Alternative views on the sector
Judith Stein, the executive director of the Center for Medicare Advocacy, made it clear that an overhaul of the Medicare home health benefit was not necessarily needed.
Instead, it just has to be enforced and utilized as it already exists.
“My main message today is simple – to enforce the law that already exists,” Stein said. “Currently, this is not the case. Instead, Medicare home health coverage is incorrectly understood and implemented as a short-term acute care benefit by those who administer the Medicare program, home health providers and those who make Medicare coverage decisions.”
When properly implemented, the home health benefit provides coverage for a “constellation of skilled and non-skilled services, all of which add to the health, safety and quality of life of beneficiaries and their families,” she added.
Both lawmakers and witnesses also took issue with MedPAC’s definition of adequate access to home health care. MedPAC looks at how many health agencies are active in a given zip code to determine whether home health access is sufficient.
But even if there are active agencies near a beneficiary’s home, that doesn’t mean they’ll seamlessly be able to receive home health services. As Edwards laid out, agencies have staffing constraints and are often unable to accept new referrals.

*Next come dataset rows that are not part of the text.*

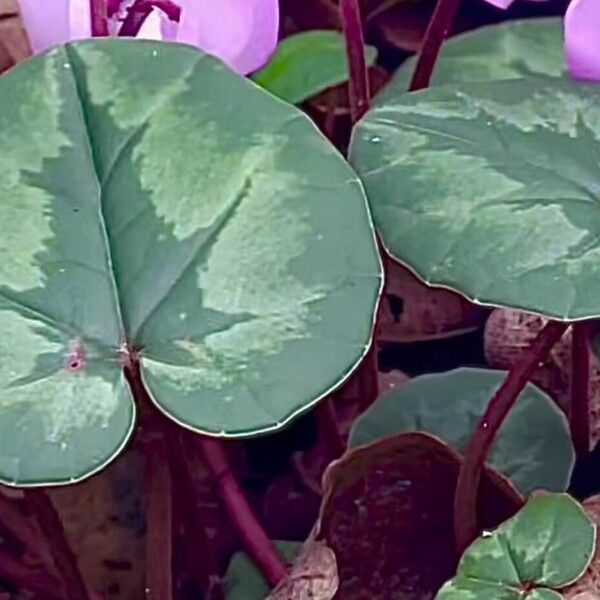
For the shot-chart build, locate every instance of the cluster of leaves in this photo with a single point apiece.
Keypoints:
(161, 209)
(485, 184)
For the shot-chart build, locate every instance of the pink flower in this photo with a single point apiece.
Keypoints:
(582, 39)
(242, 33)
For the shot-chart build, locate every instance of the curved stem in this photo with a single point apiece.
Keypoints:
(465, 503)
(260, 548)
(437, 30)
(579, 413)
(159, 518)
(199, 549)
(64, 559)
(99, 12)
(358, 86)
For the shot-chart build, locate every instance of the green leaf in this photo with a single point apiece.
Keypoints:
(308, 63)
(491, 189)
(548, 544)
(533, 448)
(243, 581)
(155, 204)
(518, 48)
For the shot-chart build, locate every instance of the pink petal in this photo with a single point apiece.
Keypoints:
(582, 39)
(242, 33)
(152, 27)
(52, 22)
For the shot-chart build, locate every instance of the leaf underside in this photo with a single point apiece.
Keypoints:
(153, 201)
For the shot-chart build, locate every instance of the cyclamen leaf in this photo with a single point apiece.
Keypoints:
(153, 203)
(491, 189)
(243, 580)
(308, 63)
(508, 50)
(547, 545)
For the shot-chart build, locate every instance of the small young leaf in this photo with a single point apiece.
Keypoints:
(308, 63)
(534, 447)
(547, 545)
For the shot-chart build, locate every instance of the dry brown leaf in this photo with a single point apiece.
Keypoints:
(103, 518)
(588, 587)
(509, 332)
(313, 575)
(387, 514)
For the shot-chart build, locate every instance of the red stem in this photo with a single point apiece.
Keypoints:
(198, 546)
(258, 545)
(329, 429)
(99, 12)
(579, 414)
(260, 548)
(358, 86)
(159, 538)
(465, 502)
(58, 547)
(140, 10)
(437, 30)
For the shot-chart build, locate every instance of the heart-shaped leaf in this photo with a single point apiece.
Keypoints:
(518, 48)
(387, 515)
(547, 545)
(491, 189)
(533, 448)
(155, 205)
(308, 63)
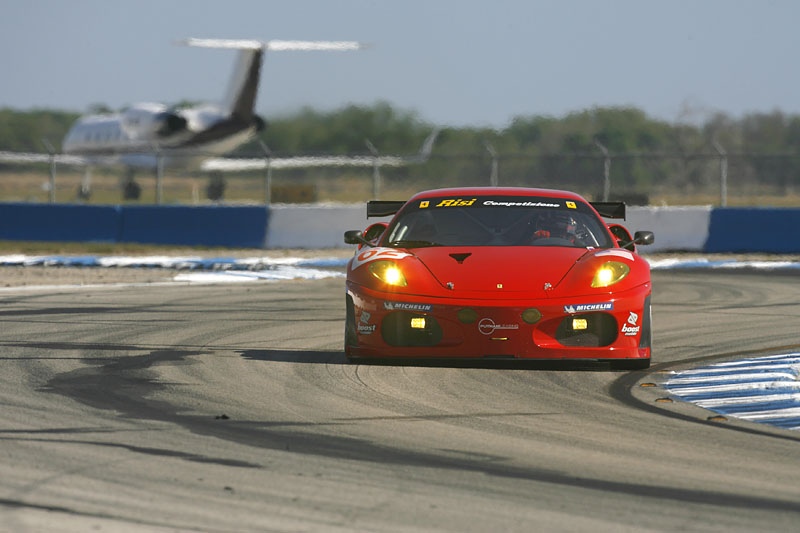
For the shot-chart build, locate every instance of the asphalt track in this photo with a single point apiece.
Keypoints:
(231, 408)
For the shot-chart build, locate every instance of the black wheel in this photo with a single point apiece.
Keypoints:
(350, 333)
(631, 364)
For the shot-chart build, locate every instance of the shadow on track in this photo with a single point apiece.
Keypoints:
(338, 358)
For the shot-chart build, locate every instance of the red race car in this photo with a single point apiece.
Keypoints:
(500, 273)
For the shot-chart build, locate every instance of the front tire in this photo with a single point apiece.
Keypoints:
(350, 333)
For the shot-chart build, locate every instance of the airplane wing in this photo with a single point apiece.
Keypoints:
(227, 164)
(249, 44)
(31, 157)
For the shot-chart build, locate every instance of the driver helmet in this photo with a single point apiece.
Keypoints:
(556, 225)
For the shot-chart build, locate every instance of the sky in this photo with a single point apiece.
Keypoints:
(456, 63)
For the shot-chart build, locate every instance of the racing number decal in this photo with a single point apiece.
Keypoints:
(373, 254)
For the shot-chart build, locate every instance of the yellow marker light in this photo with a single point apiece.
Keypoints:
(610, 273)
(388, 272)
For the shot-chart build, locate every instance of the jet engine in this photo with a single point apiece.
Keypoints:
(151, 121)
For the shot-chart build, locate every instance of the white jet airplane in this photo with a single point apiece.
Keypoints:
(153, 136)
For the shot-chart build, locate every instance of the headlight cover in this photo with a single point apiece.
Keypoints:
(610, 273)
(388, 272)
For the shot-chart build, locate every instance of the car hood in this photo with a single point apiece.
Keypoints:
(499, 270)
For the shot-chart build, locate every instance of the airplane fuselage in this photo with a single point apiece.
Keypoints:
(140, 135)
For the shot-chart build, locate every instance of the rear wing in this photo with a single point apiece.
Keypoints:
(610, 209)
(383, 208)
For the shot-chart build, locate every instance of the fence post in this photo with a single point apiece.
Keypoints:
(723, 173)
(493, 177)
(606, 170)
(376, 171)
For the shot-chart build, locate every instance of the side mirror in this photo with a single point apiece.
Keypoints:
(354, 236)
(644, 237)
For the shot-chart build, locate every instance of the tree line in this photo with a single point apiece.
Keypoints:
(763, 148)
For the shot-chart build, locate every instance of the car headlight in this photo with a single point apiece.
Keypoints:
(610, 273)
(388, 272)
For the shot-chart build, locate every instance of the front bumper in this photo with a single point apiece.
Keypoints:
(613, 326)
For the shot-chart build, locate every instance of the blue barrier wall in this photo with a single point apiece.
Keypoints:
(734, 229)
(232, 226)
(243, 227)
(694, 229)
(59, 222)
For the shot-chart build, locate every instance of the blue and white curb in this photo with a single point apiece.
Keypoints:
(200, 269)
(762, 389)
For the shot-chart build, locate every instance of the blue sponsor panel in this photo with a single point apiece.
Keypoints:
(59, 222)
(766, 230)
(241, 226)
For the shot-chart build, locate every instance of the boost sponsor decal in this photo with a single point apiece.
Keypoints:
(631, 328)
(364, 327)
(373, 254)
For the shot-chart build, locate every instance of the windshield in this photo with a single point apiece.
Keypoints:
(497, 221)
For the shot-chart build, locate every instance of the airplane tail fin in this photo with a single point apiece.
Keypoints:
(240, 97)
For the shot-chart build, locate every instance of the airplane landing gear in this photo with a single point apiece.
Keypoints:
(216, 187)
(130, 189)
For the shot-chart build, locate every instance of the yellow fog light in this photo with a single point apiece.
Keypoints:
(531, 316)
(579, 324)
(388, 272)
(610, 273)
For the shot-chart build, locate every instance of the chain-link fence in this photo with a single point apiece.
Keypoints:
(643, 179)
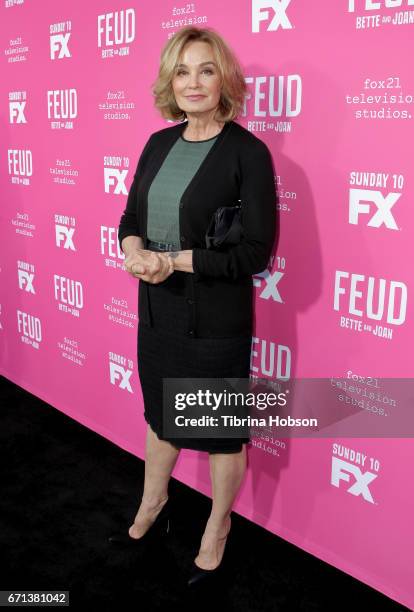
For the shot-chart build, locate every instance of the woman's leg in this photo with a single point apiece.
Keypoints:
(160, 459)
(226, 472)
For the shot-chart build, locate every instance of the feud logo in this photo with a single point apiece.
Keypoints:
(272, 13)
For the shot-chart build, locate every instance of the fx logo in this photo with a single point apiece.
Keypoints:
(64, 234)
(117, 372)
(16, 110)
(382, 215)
(25, 280)
(279, 17)
(113, 174)
(341, 470)
(59, 46)
(271, 280)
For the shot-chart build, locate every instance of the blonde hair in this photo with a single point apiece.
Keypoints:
(233, 84)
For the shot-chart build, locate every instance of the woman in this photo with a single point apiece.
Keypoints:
(195, 305)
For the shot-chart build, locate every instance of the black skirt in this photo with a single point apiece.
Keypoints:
(167, 351)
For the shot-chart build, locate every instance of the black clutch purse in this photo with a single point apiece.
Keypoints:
(225, 227)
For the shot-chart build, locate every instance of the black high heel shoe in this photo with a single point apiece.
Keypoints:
(200, 576)
(161, 526)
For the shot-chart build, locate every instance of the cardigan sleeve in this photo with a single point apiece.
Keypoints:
(259, 219)
(128, 224)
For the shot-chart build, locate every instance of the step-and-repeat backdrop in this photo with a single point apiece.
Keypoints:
(331, 93)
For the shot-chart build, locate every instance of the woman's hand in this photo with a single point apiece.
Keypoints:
(150, 266)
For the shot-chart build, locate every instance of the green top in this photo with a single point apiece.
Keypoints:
(176, 172)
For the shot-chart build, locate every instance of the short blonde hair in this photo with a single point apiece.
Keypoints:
(233, 84)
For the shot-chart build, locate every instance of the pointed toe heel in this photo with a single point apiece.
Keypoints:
(160, 527)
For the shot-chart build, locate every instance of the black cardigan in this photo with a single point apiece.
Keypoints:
(220, 290)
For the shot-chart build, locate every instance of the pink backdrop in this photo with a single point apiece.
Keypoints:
(331, 93)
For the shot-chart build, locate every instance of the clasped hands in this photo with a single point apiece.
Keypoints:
(150, 266)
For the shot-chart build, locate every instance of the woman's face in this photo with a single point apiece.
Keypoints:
(197, 75)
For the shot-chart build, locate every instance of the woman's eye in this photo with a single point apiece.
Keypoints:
(205, 70)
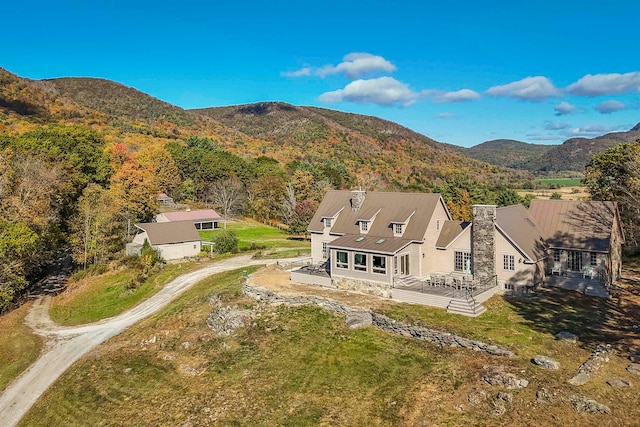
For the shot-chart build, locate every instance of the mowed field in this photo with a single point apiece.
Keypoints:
(252, 233)
(301, 366)
(566, 193)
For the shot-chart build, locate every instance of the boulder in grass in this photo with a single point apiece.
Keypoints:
(566, 336)
(546, 362)
(619, 383)
(583, 404)
(634, 368)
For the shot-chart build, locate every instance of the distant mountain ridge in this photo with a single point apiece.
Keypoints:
(505, 152)
(375, 152)
(572, 155)
(116, 99)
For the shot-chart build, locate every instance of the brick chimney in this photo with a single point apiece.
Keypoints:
(483, 242)
(357, 199)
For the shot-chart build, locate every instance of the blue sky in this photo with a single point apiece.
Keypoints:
(462, 72)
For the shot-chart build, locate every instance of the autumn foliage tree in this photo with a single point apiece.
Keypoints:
(301, 217)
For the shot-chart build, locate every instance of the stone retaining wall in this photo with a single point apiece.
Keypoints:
(378, 289)
(356, 317)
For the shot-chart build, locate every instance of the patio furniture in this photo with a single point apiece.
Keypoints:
(588, 272)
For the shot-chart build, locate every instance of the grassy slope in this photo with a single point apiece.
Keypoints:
(109, 294)
(252, 232)
(301, 366)
(504, 152)
(19, 346)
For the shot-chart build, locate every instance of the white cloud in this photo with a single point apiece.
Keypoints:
(357, 64)
(541, 137)
(381, 91)
(461, 95)
(564, 108)
(306, 71)
(611, 106)
(606, 84)
(556, 126)
(536, 88)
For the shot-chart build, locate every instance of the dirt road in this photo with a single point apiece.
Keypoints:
(65, 345)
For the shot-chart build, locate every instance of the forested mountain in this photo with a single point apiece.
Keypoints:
(402, 158)
(117, 100)
(83, 159)
(571, 155)
(504, 152)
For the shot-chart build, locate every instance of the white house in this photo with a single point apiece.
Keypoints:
(172, 240)
(405, 246)
(203, 219)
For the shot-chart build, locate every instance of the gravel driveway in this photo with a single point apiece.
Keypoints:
(65, 345)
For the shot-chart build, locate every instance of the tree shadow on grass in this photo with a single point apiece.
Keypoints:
(594, 320)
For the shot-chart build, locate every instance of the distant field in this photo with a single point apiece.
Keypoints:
(562, 182)
(302, 366)
(566, 193)
(19, 346)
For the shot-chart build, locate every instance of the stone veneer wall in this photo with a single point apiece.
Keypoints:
(483, 242)
(372, 288)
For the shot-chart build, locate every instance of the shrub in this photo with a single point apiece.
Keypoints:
(226, 241)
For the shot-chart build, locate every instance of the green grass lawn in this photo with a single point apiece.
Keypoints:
(562, 182)
(109, 294)
(252, 232)
(19, 346)
(301, 366)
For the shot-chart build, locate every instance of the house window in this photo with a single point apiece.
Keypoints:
(379, 264)
(342, 259)
(508, 262)
(462, 261)
(360, 262)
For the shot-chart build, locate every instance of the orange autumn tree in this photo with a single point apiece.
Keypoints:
(132, 189)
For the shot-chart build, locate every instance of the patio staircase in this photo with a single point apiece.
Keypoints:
(466, 307)
(412, 290)
(576, 283)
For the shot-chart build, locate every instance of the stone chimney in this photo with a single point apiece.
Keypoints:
(357, 199)
(483, 242)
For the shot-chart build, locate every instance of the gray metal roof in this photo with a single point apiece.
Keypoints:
(518, 226)
(197, 215)
(572, 224)
(449, 231)
(368, 243)
(392, 207)
(162, 233)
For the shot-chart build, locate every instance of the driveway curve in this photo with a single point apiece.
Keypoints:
(65, 345)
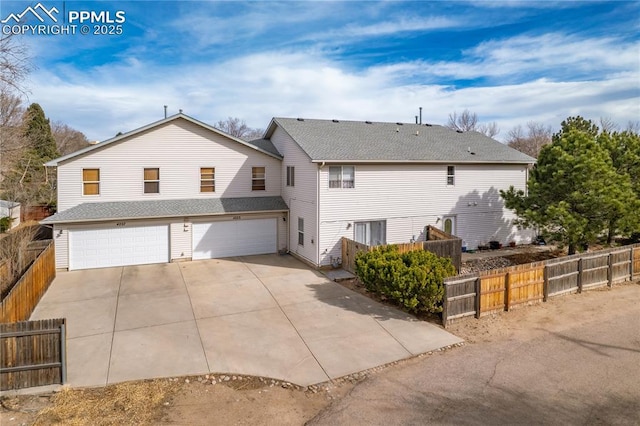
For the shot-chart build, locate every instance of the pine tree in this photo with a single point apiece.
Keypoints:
(575, 193)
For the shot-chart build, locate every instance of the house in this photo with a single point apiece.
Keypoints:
(11, 210)
(382, 183)
(179, 189)
(174, 190)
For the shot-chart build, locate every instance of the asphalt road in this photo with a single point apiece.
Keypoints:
(573, 360)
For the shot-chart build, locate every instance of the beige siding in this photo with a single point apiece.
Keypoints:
(410, 197)
(301, 198)
(179, 148)
(180, 240)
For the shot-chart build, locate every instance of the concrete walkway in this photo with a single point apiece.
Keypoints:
(261, 315)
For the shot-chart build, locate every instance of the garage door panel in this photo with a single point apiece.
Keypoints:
(106, 247)
(234, 238)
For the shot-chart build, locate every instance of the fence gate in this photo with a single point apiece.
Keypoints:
(32, 353)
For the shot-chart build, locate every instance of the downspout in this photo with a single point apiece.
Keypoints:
(318, 214)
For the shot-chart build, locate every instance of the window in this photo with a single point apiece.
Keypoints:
(300, 231)
(291, 179)
(371, 233)
(451, 175)
(151, 181)
(341, 177)
(257, 179)
(449, 225)
(90, 181)
(207, 179)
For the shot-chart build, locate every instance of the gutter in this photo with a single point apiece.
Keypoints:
(109, 219)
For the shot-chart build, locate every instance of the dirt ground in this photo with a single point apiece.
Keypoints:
(232, 400)
(242, 400)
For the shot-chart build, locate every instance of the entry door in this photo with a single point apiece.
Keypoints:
(449, 225)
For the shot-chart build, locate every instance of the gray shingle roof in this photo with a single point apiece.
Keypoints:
(333, 140)
(88, 212)
(180, 116)
(265, 145)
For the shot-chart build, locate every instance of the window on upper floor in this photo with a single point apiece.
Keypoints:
(341, 177)
(90, 181)
(300, 231)
(291, 176)
(451, 175)
(207, 179)
(258, 181)
(372, 233)
(151, 181)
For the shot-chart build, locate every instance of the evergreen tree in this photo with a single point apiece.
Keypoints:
(575, 193)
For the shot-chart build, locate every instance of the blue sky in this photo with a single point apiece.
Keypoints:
(509, 61)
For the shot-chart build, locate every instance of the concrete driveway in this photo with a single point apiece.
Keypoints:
(260, 315)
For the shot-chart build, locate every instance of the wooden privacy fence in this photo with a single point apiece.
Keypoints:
(451, 248)
(33, 353)
(504, 288)
(26, 293)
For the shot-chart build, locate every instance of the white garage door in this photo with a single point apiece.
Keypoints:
(105, 247)
(234, 238)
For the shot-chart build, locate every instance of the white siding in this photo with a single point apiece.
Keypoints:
(302, 197)
(179, 149)
(410, 197)
(61, 240)
(180, 239)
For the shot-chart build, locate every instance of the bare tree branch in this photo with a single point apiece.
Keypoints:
(238, 128)
(530, 142)
(468, 122)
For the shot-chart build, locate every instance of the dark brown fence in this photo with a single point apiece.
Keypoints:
(502, 289)
(451, 248)
(33, 353)
(26, 293)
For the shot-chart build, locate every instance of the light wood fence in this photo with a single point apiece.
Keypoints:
(33, 353)
(505, 288)
(26, 293)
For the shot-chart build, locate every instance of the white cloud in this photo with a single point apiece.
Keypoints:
(122, 97)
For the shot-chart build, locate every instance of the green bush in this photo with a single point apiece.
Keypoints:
(414, 280)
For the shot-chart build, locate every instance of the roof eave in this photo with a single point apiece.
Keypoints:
(134, 132)
(106, 219)
(423, 161)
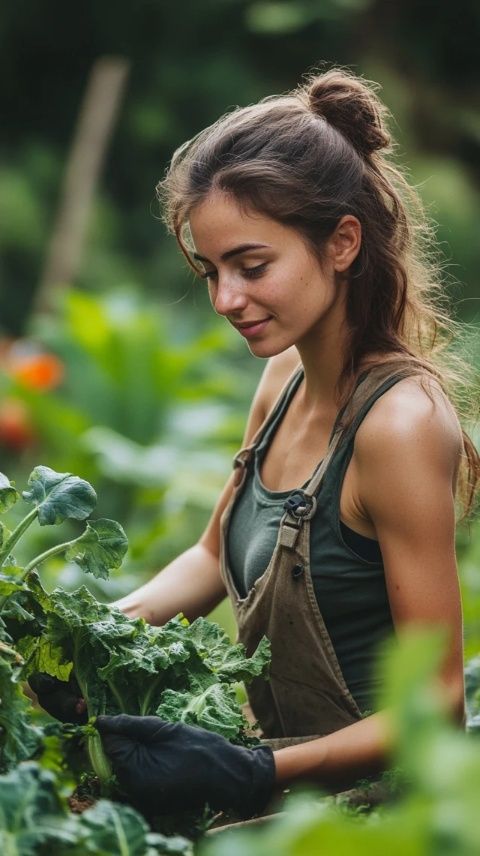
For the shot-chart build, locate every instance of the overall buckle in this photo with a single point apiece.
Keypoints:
(301, 505)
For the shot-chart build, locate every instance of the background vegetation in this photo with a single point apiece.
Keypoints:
(122, 374)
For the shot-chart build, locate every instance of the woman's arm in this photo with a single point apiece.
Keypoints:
(191, 583)
(406, 459)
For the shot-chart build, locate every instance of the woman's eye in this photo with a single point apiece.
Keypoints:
(252, 273)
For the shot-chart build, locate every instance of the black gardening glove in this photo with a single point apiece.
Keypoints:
(61, 699)
(168, 767)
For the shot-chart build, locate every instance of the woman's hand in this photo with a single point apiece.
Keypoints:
(167, 767)
(61, 699)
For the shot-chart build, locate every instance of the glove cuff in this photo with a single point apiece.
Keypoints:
(262, 783)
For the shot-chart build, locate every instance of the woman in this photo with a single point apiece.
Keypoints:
(337, 525)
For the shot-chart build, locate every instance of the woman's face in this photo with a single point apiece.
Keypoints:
(262, 276)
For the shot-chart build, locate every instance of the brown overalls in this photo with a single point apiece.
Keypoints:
(306, 695)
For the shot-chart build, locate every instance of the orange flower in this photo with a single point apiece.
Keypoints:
(38, 371)
(16, 432)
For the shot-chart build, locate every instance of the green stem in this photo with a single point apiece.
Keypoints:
(42, 557)
(116, 695)
(146, 700)
(99, 761)
(17, 534)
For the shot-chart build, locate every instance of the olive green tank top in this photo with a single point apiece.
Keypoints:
(347, 568)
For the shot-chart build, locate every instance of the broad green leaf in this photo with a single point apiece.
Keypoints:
(228, 661)
(214, 708)
(9, 583)
(4, 534)
(8, 494)
(100, 548)
(34, 822)
(59, 496)
(42, 655)
(113, 830)
(18, 738)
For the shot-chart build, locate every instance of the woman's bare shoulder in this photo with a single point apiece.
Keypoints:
(274, 377)
(414, 412)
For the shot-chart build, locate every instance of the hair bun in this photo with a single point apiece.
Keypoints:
(352, 107)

Dombi also brought up MA plans, how they pay less for home health services and how that distorts overall margins for agencies across the country.
He ended with a plea for Congress to pass the Preserving Access to Home Health Act, which would mitigate home health cuts and also force MedPAC to take a more holistic view of the sector.
“You can tell by the number of members here and their participation that this is an area of great interest to this committee,” Cardin said. “We understand the importance of home health care. And we recognize that we have not achieved the level [of it] that we need for our country, or expect.”